Denpasar (ANTARA) - Badan Narkotika Nasional (BNN) Provinsi Bali mengungkap peredaran gelap narkoba berupa satu kilogram ganja yang melibatkan seorang pria karyawan laundry berinisial AR (29) di Tuban, Kabupaten Badung, Bali.
Kepala BNN Bali Brigjen Pol. Rudy Ahmad Sudrajat dalam konferensi pers di Denpasar, Senin mengatakan penangkapan AR dilakukan pada Selasa (4/11) oleh BNN Bali, saat menggelar operasi gabungan pemulihan kampung rawan narkotika yang dilaksanakan di daerah Kelurahan Tuban, Badung dan di Desa Pemogan, Kota Denpasar.
Rudy menjelaskan AR diamankan di kamar indekosnya di wilayah Tuban dengan barang bukti jenis ganja sebanyak 1.076,36 gram netto.
AR berperan sebagai kurir yang mengambil paket dari sebuah jasa pengiriman dari Sumatera untuk kemudian dibawa ke kosnya.
"Dia disuruh menerima oleh bosnya. Tugasnya dia hanya mengambil kemudian ditaruh di kosnya. Selanjutnya, bosnya itu yang akan memecah, mengedarkan paket tersebut," kata dia.
Saat diperiksa penyidik, AR mengaku diperintahkan oleh seorang bosnya dan tidak menyebutkan upah kerja terlarang tersebut.

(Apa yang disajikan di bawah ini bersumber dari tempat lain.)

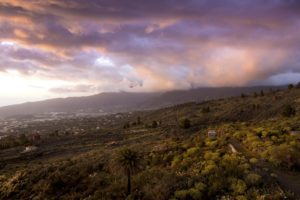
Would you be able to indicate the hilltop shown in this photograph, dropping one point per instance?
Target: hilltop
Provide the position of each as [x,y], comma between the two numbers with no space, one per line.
[78,158]
[126,101]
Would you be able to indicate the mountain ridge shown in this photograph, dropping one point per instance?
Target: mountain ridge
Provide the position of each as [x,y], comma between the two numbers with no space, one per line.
[109,102]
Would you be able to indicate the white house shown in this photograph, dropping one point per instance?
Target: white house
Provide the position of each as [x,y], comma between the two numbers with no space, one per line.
[30,149]
[212,134]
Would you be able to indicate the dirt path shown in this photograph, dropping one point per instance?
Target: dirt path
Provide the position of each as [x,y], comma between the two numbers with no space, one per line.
[288,180]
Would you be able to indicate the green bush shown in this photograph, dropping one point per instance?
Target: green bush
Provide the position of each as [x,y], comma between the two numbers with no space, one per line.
[185,123]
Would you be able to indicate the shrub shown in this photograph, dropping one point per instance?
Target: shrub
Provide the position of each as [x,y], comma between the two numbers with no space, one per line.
[186,124]
[288,111]
[154,124]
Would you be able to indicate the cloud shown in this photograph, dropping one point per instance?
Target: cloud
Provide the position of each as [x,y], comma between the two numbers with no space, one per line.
[150,45]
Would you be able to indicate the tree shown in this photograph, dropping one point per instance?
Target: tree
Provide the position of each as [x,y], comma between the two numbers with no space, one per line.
[138,120]
[262,93]
[186,123]
[129,161]
[206,109]
[291,86]
[154,124]
[289,111]
[126,125]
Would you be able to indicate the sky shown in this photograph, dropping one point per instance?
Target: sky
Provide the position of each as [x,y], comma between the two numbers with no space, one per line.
[60,48]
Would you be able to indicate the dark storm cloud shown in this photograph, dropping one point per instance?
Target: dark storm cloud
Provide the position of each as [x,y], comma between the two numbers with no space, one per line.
[165,43]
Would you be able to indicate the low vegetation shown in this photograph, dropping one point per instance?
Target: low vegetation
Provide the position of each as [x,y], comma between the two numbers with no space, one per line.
[165,154]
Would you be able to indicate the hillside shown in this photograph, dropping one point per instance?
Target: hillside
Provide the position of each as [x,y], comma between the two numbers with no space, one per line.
[124,101]
[80,158]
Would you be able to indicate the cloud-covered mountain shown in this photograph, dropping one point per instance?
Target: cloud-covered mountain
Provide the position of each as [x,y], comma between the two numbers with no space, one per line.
[124,101]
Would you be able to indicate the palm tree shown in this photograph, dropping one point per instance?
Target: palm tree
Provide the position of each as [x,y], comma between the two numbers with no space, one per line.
[129,161]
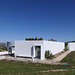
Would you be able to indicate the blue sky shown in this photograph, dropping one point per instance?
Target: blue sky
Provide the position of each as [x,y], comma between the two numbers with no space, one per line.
[20,19]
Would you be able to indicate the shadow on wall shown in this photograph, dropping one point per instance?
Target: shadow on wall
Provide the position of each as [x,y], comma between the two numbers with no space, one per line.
[31,51]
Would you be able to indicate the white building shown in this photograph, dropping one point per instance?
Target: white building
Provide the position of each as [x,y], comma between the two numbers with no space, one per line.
[71,46]
[32,48]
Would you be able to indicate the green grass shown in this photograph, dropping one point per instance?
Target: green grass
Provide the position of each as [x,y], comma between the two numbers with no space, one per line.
[70,58]
[24,68]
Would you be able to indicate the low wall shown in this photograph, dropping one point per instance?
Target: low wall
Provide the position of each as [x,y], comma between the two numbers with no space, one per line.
[4,53]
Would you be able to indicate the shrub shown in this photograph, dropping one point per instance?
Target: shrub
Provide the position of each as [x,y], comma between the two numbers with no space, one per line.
[66,49]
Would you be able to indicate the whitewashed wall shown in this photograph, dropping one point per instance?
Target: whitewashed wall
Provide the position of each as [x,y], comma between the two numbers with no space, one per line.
[24,48]
[9,44]
[71,46]
[54,47]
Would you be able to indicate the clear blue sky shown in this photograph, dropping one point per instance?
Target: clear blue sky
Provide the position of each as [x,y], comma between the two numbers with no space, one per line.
[37,18]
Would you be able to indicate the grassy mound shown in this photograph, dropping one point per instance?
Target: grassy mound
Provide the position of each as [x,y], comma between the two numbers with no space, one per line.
[70,58]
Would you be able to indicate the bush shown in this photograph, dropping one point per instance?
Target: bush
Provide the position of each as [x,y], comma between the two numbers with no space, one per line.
[66,49]
[48,54]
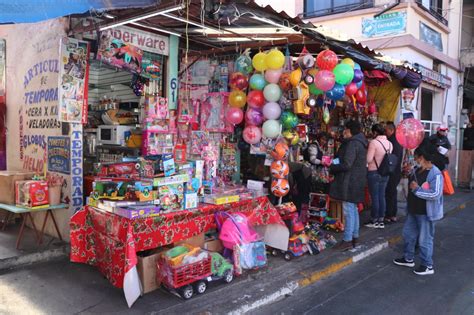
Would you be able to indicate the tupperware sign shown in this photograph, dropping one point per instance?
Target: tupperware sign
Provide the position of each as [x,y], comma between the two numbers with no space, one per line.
[143,40]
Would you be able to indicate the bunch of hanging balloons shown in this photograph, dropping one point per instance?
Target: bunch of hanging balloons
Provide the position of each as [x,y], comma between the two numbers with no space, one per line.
[263,110]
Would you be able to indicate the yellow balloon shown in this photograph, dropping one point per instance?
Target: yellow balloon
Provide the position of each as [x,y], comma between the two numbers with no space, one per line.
[275,59]
[295,77]
[348,61]
[258,61]
[237,98]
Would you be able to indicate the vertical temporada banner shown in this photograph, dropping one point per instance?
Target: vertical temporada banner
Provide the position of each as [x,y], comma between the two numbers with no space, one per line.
[73,80]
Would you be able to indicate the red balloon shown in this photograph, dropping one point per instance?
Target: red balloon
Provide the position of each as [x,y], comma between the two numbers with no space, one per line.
[326,60]
[238,81]
[256,99]
[351,89]
[361,97]
[410,133]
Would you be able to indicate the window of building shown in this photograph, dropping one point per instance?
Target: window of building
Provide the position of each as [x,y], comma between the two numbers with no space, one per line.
[314,8]
[426,104]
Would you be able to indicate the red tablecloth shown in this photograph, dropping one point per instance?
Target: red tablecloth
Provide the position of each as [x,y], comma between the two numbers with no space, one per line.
[111,242]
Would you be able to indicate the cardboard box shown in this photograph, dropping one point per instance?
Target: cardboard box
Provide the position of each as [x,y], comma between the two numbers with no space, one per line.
[7,184]
[213,246]
[196,241]
[146,267]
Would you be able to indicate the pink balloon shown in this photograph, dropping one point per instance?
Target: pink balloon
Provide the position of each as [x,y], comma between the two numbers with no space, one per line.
[410,133]
[254,116]
[252,134]
[324,80]
[273,76]
[234,115]
[351,89]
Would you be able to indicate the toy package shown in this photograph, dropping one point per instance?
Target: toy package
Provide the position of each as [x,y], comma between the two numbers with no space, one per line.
[171,197]
[32,193]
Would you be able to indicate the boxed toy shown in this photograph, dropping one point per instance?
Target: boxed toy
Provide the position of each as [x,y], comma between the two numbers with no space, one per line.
[171,196]
[32,193]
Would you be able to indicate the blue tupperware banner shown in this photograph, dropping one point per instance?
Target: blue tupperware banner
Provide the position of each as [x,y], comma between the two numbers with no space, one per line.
[30,11]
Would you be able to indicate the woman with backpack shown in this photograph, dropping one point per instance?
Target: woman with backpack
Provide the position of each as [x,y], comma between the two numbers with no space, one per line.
[377,158]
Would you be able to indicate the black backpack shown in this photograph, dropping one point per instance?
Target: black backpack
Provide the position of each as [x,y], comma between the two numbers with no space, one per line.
[389,163]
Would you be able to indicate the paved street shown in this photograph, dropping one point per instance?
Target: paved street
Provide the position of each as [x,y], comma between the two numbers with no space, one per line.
[377,286]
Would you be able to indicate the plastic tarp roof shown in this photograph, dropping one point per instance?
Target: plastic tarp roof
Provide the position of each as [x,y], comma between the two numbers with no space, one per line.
[30,11]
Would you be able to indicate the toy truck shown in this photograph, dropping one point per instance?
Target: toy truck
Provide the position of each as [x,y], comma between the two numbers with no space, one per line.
[193,278]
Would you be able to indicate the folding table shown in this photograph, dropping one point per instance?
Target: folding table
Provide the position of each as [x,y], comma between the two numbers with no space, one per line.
[25,213]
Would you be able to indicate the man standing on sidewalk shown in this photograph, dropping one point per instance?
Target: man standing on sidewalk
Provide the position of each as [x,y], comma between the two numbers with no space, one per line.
[350,171]
[425,206]
[395,177]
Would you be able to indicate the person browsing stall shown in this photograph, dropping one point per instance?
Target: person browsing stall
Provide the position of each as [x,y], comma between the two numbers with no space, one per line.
[350,173]
[378,148]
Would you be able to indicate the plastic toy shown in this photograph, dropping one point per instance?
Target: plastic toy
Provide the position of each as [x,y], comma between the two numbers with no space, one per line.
[193,278]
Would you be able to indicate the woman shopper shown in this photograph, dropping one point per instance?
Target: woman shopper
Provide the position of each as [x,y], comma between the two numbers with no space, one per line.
[378,147]
[425,206]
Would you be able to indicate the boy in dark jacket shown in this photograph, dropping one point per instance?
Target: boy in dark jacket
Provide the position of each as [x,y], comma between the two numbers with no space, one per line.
[350,171]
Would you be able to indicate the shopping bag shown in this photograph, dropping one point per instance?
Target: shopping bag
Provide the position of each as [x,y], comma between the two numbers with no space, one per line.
[448,188]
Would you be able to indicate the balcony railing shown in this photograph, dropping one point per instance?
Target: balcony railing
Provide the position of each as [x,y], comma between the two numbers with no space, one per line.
[433,12]
[338,9]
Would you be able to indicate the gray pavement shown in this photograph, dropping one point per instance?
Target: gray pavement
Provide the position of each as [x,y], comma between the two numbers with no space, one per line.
[377,286]
[61,287]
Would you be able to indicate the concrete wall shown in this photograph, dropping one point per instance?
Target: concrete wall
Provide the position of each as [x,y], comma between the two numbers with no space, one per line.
[33,66]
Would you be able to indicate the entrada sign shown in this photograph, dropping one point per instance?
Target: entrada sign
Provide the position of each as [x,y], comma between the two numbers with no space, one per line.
[144,40]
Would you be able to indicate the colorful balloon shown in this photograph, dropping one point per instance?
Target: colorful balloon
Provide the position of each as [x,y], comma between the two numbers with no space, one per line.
[291,136]
[284,82]
[361,97]
[238,80]
[271,128]
[252,134]
[358,76]
[349,62]
[274,59]
[326,60]
[258,61]
[257,82]
[410,133]
[271,110]
[295,77]
[272,92]
[256,99]
[254,116]
[289,120]
[237,98]
[351,89]
[324,80]
[273,75]
[314,90]
[343,73]
[234,115]
[336,93]
[243,64]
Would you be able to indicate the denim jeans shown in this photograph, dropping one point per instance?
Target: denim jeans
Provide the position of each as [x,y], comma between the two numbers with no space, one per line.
[418,227]
[377,186]
[351,216]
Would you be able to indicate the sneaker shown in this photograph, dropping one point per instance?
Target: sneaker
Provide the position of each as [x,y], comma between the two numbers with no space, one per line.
[343,246]
[424,270]
[372,224]
[403,262]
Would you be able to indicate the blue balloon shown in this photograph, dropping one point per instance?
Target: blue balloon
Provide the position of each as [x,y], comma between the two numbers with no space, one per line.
[337,92]
[257,82]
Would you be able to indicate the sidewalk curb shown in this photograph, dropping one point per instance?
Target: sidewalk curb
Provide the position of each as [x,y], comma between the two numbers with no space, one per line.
[34,258]
[308,278]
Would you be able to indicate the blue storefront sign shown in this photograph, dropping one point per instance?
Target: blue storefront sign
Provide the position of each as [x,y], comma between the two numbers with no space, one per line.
[385,24]
[59,154]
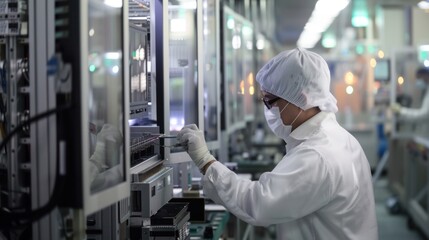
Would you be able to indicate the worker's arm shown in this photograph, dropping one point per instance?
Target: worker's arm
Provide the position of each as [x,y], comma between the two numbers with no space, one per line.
[295,188]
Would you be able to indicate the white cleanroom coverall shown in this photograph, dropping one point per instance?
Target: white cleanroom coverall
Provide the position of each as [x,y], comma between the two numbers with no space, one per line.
[321,189]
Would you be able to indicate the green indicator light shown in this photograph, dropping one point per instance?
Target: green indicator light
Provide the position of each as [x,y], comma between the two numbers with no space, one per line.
[91,68]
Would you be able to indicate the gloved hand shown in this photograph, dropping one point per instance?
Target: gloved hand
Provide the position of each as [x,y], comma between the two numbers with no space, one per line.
[395,107]
[193,140]
[105,155]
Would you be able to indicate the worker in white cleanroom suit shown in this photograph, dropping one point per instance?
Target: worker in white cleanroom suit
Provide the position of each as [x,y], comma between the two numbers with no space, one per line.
[322,187]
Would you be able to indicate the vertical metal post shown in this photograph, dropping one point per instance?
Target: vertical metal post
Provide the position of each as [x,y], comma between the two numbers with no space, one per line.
[13,165]
[42,98]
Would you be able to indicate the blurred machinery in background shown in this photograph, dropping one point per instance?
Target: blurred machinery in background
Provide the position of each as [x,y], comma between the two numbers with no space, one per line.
[93,93]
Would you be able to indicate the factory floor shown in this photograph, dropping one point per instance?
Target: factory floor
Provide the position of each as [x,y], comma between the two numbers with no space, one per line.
[390,226]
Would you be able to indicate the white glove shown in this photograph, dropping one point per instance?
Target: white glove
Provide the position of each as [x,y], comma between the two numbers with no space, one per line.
[193,140]
[395,107]
[108,139]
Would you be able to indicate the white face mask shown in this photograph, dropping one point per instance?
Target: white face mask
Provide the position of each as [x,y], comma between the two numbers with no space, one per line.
[276,124]
[421,84]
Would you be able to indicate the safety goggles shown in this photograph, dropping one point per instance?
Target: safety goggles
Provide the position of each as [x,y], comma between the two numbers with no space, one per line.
[269,102]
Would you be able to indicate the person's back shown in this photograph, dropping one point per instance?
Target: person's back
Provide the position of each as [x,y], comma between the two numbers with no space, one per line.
[322,187]
[347,211]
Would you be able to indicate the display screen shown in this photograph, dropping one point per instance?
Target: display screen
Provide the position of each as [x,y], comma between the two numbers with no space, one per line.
[138,65]
[106,99]
[211,77]
[183,64]
[382,70]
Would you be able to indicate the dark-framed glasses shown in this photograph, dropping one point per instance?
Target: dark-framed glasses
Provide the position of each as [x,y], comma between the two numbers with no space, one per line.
[269,102]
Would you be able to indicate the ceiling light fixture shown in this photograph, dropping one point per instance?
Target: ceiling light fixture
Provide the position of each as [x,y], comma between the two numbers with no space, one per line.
[324,13]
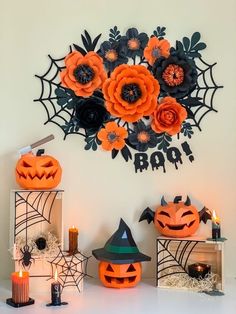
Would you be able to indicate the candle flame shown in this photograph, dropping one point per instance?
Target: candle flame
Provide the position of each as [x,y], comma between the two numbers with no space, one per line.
[55,275]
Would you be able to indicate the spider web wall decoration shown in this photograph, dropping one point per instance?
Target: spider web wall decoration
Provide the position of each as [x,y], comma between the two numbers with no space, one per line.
[77,106]
[71,268]
[37,208]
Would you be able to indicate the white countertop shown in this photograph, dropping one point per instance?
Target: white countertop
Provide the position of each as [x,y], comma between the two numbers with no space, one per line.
[145,298]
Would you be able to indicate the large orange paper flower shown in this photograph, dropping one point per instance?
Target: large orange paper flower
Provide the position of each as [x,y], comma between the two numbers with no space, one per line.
[155,49]
[112,136]
[131,92]
[168,116]
[83,74]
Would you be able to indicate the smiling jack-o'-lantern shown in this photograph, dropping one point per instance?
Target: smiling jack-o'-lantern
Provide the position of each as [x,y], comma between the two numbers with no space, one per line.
[120,259]
[38,172]
[174,219]
[119,276]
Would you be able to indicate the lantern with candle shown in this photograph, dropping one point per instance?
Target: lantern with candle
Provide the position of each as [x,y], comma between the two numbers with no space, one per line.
[216,234]
[199,270]
[20,290]
[73,240]
[56,292]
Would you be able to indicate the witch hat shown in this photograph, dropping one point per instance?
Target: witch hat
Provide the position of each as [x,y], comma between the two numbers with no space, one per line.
[120,248]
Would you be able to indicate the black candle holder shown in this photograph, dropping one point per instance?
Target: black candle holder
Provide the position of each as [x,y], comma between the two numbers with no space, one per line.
[58,304]
[13,304]
[199,270]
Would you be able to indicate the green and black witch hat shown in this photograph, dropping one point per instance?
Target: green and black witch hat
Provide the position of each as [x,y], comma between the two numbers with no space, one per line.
[120,248]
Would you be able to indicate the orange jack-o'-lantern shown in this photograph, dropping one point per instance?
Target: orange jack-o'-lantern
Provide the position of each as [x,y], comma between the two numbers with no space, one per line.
[38,172]
[176,219]
[119,275]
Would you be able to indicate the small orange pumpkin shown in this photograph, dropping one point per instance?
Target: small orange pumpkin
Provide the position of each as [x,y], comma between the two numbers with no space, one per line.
[40,172]
[176,219]
[119,275]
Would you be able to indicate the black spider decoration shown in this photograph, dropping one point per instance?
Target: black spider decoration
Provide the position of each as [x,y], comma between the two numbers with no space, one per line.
[27,258]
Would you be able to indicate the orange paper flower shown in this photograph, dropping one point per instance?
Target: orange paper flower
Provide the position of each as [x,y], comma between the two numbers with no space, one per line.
[168,116]
[112,136]
[83,74]
[155,49]
[131,92]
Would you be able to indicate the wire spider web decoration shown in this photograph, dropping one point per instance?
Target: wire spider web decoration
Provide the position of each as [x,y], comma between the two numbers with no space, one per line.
[37,208]
[71,268]
[62,104]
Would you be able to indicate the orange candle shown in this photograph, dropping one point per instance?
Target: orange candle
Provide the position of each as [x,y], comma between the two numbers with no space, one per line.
[20,287]
[73,240]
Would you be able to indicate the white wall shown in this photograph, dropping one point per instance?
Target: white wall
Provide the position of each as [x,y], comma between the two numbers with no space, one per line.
[100,190]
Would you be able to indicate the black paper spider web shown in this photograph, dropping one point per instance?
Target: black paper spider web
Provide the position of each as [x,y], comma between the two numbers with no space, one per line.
[204,91]
[59,115]
[199,104]
[37,208]
[71,268]
[176,262]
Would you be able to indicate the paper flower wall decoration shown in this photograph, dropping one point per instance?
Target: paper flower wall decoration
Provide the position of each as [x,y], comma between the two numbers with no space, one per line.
[131,93]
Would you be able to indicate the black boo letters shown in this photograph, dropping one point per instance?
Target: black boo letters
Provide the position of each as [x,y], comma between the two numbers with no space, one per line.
[157,159]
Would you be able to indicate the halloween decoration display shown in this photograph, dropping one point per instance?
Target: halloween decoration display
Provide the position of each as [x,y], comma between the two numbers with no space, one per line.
[199,270]
[176,219]
[27,258]
[132,92]
[71,268]
[40,172]
[120,259]
[34,213]
[189,263]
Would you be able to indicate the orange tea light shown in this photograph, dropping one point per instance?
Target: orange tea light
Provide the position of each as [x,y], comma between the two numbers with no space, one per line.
[73,240]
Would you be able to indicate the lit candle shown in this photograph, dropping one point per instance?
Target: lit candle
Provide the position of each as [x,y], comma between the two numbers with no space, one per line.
[20,287]
[215,226]
[73,240]
[56,291]
[199,270]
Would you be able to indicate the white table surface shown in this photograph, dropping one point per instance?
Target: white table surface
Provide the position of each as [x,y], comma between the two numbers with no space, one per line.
[145,298]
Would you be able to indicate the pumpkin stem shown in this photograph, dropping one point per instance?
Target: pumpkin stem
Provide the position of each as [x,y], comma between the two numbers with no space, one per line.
[40,152]
[177,199]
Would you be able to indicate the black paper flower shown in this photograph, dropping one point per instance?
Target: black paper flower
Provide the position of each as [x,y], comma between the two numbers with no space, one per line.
[134,42]
[143,137]
[177,74]
[113,54]
[90,113]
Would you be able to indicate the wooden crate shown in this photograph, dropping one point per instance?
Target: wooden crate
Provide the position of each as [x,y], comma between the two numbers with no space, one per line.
[174,256]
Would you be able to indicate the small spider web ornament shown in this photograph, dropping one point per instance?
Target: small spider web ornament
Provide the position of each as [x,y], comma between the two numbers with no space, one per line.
[71,268]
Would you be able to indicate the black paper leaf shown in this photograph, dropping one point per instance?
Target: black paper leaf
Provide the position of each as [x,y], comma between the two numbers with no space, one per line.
[114,153]
[164,141]
[159,32]
[89,45]
[191,47]
[92,142]
[125,152]
[114,35]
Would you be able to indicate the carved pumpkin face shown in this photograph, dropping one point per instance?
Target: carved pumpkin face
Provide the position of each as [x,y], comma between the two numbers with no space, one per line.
[38,172]
[176,220]
[119,275]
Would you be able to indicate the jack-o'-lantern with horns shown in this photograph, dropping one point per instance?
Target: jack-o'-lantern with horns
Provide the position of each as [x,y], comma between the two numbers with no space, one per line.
[177,219]
[120,260]
[38,172]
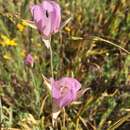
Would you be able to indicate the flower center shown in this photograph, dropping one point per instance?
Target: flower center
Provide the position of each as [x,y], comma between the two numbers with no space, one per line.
[63,90]
[47,14]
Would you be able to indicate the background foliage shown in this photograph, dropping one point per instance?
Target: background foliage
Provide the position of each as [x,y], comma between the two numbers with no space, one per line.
[93,47]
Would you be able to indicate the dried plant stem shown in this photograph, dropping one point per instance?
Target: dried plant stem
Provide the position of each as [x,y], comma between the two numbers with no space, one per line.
[51,54]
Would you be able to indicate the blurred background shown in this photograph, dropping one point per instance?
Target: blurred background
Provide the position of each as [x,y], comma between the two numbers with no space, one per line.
[94,47]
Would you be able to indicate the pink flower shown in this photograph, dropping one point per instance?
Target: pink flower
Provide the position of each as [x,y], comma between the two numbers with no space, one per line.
[65,90]
[29,60]
[47,17]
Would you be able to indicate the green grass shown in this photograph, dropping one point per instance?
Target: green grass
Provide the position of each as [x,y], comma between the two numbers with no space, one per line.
[94,47]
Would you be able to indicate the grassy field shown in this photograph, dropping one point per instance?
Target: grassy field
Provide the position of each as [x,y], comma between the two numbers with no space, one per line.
[94,47]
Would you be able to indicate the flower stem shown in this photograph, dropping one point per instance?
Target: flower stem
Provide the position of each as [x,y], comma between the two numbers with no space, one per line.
[51,54]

AR mengaku sudah dua bulan tinggal di kos yang dibayarkan bosnya untuk melakukan transaksi ganja.
Sebelumnya, AR juga pernah mengambil paket narkoba namun tidak disebutkan jumlah paket, jenis narkoba hingga proses transaksi narkoba tersebut.
Bos AR kini masuk dalam daftar pencarian orang (DPO).
Atas perbuatannya tersebut, AR kini ditetapkan sebagai tersangka. Dia dijerat Pasal 114 ayat (2) atau Pasal 111 ayat (2) Undang-Undang Nomor 35 tahun 2009 tentang Narkotika, dengan pidana penjara maksimal 20 tahun.
Terkait operasi pemulihan kampung rawan narkotika, Kepala BNN Bali Rudy Sudrajat mengatakan pihaknya telah memetakan daerah rawan peredaran gelap narkoba di Bali yakni Kelurahan Tuban dan Desa Pemogan.
"Itu daerah rawan penduduk semua. Di situ banyak tempat hiburan malam, banyak kos-kosan, tingkat kriminal konvensional juga tinggi, termasuk transaksi narkobanya juga cukup tinggi," katanya.
Meskipun demikian, kata dia, tingkat peredaran narkoba di Bali tidak masuk dalam kategori masif dan terorganisir karena masing-masing kasus narkoba jaringannya terputus.
"Hanya tingkat transaksi narkobanya saja belum terindikasi jaringan yang masif. Untuk wilayah Bali belum sampai ke arah jaringan. Hanya perorangan saja, terputus-putus," kata dia.